Brazen Consumer Attitudes To Fraud Revealed

0
Brazen Consumer Attitudes To Fraud Revealed
Brazen Consumer Attitudes To Fraud Revealed

Over a third of all internet shoppers believe committing fraud against brands online is entirely legitimate. 

Research commissioned by fraud prevention provider Ravelin, reveals many consumers have a shockingly brazen attitude to fraud, with 37% saying they see nothing wrong with taking advantage of loopholes or gaps in retailers’ policies for their own gain.

A quarter (25%) believe this type of behaviour is a victimless crime, with 27% of respondents believing that fraud helps level the playing field against companies inflating their prices.

For 16% of those polled, friendly fraud is a legitimate way to help with the cost of living crisis and similar numbers (17%) are unworried about being caught.

Almost a third (32%) say there are celebrities and online influencers encouraging this type of behaviour.

However, many of those surveyed firmly believe friendly fraud is wrong and should be punished. Almost half say perpetrators should face harsher punishments (48%), and more than a quarter (27%) believe publicly naming and shaming people would help bring fraud under control.

Interestingly, 52% of consumer fraudsters believe that dishonest behaviour pushes up the prices for everyone – and yet these behaviours prevail. Almost a quarter (22%) say brands make it too easy for people to rip them off.

Ravelin CEO Martin Sweeney said: “We’ve been taken aback by quite how brazen some people are in their attitudes and behaviours when it comes to friendly fraud.

It’s telling that a significant proportion of fraudsters think retailers themselves enable the practice.

“Retailers must strike a delicate balance between facilitating sales and minimising fraud risks, but it’s clear from our findings that many don’t get it right.  One size fits all fraud approaches need to be replaced with data-driven approaches that learn and evolve in response to new patterns of behaviour.”

Bigger retailers most at risk

Certain types of merchants are much more at risk from consumer fraud than others with big brand retailers the most likely targets, according to Ravelin’s research.

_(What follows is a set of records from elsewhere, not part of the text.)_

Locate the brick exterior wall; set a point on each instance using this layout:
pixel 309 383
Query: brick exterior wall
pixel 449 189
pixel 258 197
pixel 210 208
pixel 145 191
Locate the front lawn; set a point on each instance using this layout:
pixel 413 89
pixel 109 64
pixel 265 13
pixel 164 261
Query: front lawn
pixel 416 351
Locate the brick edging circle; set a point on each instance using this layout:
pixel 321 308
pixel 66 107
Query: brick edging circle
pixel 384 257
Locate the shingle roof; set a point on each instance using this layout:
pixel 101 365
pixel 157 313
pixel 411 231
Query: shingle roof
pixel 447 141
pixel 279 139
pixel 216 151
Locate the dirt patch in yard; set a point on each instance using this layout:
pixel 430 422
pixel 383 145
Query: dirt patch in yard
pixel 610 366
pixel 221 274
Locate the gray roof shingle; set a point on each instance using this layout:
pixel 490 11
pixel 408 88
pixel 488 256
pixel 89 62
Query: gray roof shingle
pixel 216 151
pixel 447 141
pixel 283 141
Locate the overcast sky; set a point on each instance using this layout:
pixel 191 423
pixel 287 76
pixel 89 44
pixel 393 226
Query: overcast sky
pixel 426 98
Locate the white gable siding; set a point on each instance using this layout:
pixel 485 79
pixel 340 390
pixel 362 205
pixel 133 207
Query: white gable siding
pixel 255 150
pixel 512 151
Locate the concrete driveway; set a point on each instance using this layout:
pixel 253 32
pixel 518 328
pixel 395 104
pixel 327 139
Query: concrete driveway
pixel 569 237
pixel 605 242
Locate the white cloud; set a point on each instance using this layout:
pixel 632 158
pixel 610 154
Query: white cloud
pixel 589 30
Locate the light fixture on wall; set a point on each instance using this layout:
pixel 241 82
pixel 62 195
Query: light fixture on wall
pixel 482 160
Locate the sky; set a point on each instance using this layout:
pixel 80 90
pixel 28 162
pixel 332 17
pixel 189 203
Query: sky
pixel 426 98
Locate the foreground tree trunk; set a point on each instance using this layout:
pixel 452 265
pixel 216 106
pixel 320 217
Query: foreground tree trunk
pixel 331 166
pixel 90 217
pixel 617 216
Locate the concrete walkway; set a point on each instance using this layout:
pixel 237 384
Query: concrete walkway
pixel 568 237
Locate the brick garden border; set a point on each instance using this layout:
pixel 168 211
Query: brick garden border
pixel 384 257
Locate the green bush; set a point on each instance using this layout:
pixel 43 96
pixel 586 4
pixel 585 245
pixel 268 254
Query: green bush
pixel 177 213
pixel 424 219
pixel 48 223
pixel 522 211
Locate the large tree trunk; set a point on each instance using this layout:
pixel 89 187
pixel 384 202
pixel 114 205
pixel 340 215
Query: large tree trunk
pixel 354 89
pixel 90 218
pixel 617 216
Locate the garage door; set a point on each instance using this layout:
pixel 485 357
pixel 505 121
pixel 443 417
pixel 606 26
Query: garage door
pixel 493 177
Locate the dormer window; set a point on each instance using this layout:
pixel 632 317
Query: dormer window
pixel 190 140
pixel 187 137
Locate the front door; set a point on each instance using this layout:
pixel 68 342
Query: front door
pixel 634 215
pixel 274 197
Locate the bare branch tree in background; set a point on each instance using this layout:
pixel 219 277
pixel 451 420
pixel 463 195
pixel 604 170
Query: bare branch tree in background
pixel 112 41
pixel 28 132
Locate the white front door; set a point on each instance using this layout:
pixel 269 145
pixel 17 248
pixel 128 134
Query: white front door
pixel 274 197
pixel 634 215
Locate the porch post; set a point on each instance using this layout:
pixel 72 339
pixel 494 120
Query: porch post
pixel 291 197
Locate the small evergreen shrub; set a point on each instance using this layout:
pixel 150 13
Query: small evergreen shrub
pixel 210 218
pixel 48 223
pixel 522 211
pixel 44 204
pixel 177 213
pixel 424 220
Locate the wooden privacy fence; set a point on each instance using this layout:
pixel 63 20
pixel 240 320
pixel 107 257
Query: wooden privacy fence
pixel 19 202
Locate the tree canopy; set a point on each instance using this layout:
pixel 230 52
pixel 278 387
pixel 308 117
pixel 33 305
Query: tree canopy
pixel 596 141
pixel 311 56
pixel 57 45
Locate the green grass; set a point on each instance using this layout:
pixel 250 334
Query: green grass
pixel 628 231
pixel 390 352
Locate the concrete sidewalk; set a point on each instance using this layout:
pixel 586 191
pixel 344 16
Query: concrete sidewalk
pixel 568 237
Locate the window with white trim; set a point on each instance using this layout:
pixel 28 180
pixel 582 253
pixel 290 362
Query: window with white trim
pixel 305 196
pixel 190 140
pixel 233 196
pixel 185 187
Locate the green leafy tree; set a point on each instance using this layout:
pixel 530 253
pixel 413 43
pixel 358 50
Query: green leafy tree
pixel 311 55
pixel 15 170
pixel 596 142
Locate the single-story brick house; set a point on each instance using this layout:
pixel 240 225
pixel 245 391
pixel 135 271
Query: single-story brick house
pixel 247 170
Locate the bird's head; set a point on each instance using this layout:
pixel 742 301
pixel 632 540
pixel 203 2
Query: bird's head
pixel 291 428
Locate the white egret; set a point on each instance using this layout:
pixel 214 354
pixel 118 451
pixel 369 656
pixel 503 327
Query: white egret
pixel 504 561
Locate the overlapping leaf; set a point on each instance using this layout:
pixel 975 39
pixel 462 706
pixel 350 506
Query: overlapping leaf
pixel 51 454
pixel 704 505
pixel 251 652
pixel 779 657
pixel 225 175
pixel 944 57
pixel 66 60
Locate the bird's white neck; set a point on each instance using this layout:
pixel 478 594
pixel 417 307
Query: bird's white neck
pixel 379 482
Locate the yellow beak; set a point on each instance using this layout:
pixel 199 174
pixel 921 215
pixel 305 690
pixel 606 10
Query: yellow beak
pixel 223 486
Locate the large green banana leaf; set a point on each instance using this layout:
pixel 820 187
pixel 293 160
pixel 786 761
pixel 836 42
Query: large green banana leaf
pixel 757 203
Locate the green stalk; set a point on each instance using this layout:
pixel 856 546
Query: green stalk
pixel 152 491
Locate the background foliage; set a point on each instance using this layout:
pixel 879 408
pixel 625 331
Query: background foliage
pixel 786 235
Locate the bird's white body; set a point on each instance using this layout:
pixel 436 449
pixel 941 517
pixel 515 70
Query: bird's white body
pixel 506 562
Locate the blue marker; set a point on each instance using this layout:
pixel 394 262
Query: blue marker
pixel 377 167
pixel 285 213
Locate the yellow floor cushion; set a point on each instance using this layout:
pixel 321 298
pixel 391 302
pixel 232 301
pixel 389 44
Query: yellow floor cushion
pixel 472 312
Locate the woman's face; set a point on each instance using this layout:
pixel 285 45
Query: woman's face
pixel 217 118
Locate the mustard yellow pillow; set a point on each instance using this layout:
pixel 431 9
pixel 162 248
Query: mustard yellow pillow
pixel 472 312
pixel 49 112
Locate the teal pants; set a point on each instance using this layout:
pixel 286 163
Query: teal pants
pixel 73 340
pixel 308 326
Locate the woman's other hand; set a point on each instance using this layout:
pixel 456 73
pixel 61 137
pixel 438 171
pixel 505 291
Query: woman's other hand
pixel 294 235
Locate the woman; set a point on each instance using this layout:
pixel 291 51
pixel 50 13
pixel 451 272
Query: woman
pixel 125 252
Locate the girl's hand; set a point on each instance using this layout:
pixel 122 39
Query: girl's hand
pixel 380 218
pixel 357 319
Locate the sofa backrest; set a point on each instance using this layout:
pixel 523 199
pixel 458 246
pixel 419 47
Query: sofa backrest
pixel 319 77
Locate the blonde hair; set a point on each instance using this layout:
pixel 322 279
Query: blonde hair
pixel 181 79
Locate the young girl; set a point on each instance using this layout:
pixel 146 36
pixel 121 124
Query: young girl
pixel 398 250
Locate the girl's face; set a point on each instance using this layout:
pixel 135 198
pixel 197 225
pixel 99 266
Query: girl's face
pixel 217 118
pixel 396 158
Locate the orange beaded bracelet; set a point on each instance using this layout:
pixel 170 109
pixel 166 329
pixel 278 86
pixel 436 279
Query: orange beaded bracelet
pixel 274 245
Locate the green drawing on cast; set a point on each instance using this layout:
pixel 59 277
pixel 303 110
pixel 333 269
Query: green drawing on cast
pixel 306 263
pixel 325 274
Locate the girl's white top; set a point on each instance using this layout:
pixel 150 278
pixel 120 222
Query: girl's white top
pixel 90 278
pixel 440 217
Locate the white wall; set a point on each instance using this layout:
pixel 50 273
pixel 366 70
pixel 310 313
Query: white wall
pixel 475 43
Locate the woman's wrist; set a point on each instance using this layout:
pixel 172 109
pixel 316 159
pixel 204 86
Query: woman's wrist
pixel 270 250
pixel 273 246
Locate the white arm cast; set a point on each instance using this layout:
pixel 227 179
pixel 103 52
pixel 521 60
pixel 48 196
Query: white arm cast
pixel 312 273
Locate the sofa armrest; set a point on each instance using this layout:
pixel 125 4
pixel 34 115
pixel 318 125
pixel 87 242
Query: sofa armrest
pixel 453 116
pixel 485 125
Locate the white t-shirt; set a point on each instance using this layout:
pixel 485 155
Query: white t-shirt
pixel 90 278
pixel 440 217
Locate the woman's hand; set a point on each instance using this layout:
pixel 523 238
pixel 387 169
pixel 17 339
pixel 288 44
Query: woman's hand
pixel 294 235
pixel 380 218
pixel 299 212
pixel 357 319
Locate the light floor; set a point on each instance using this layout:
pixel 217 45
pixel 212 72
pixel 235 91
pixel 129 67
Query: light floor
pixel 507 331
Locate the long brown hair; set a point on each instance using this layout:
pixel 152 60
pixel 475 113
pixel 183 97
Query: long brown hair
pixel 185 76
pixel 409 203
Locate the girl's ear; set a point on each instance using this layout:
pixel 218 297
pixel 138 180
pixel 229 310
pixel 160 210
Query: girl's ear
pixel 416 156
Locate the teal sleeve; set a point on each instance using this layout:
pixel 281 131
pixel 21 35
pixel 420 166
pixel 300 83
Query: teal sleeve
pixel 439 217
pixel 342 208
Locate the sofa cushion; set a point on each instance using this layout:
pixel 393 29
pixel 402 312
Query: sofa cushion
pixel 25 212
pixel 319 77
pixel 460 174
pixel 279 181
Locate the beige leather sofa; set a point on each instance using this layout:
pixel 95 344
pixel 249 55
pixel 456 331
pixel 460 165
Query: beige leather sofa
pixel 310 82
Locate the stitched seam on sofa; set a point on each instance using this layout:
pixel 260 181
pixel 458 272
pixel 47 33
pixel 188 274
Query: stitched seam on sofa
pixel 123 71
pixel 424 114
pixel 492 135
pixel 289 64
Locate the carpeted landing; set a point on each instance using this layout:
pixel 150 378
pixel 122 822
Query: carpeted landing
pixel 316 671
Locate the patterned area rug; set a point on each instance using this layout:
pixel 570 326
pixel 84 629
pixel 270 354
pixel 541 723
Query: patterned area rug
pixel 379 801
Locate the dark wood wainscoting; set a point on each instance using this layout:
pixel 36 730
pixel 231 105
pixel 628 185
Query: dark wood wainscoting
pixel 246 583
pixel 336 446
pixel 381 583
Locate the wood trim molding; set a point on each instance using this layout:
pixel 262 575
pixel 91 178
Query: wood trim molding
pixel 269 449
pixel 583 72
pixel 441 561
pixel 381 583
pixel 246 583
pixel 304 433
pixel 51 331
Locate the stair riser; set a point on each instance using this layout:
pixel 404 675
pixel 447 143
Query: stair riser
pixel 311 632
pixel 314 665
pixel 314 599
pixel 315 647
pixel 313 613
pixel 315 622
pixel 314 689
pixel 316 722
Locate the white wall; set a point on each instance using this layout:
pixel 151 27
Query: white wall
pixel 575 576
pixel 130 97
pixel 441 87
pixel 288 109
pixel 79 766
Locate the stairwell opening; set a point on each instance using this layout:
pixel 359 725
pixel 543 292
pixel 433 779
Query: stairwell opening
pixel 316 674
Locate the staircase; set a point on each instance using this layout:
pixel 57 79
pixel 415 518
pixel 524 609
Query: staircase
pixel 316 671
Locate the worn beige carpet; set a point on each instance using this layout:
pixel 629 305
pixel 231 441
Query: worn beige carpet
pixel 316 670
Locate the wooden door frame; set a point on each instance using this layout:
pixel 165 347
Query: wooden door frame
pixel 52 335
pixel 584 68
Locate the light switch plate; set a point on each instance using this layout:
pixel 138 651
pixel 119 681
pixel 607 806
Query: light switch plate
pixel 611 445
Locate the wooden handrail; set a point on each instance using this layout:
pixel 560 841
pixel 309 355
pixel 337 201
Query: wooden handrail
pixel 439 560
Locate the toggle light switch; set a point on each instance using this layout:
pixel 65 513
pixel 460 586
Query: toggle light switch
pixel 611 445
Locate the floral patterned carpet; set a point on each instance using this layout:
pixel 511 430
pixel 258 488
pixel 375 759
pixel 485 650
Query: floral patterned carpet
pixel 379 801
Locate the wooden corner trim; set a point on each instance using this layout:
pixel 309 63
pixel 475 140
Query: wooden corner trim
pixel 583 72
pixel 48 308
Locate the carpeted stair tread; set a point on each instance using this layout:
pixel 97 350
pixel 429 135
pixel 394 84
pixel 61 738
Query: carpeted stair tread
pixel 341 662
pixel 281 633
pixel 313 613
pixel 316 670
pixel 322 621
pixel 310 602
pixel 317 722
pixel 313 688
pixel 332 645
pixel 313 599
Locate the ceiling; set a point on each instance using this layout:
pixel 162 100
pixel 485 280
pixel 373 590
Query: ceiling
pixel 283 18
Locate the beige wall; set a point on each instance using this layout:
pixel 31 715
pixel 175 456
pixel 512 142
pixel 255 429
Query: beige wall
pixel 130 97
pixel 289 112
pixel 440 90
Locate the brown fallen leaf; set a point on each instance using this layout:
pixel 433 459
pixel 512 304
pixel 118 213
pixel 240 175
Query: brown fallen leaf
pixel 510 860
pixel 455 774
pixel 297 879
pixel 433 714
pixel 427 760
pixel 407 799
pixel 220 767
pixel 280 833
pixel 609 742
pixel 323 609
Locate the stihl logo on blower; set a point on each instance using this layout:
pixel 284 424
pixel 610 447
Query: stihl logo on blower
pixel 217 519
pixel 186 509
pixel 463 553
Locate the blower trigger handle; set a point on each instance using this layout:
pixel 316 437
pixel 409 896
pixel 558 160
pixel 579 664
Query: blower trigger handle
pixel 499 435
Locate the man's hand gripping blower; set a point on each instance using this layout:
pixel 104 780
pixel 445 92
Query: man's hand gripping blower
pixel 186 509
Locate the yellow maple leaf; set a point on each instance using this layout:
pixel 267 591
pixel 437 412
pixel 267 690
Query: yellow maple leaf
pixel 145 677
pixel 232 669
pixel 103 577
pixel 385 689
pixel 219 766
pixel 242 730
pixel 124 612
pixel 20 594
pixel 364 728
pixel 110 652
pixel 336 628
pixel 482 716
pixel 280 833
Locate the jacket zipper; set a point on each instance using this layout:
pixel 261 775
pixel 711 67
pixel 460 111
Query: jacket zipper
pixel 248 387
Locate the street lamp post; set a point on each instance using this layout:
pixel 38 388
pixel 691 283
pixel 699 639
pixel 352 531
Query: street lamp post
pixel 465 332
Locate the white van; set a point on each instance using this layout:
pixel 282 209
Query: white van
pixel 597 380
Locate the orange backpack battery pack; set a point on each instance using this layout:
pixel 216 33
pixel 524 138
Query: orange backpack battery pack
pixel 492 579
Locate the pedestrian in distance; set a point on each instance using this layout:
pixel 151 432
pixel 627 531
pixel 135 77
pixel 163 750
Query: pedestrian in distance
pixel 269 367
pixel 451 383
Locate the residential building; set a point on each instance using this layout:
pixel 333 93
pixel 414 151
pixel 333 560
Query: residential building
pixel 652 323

Large supermarkets are the most at risk, with over a third of consumer fraudsters (39%) saying they are happy to target them.

A quarter (29%) of consumer fraudsters see high-street brands as legitimate targets. Just under one in five (19%) would take advantage of food delivery apps.

On the other hand, purpose-driven brands and social enterprises are least at risk, with only 6% of consumer fraudsters agreeing they are likely targets. Family-led businesses are also less at risk, and are likely to be targeted by only 7% of consumer fraudsters.

Bringing consumer fraud under control

Half of those polled believe more checks and security at checkout are needed.

And a quarter believe better processes around vouchers and returns will help to reduce the lure of fraud.

Nearly half (48%) say harsher punishments are needed, and nearly a quarter (22%) say better communication from brands would help reduce the issue. One in five consumers (21%) believe blacklisting offenders would be a good deterrent.

Martin Sweeney added: “It’s positive to see that many consumers are open to the idea of more checks and security to reduce the impact of friendly fraud. For brands, the challenge is implementing these measures while keeping the customer experience as frictionless as possible.”

Ravelin polled over 6,000 adults across the UK, France, and Germany and found that vast numbers of consumers of all ages regularly commit fraud.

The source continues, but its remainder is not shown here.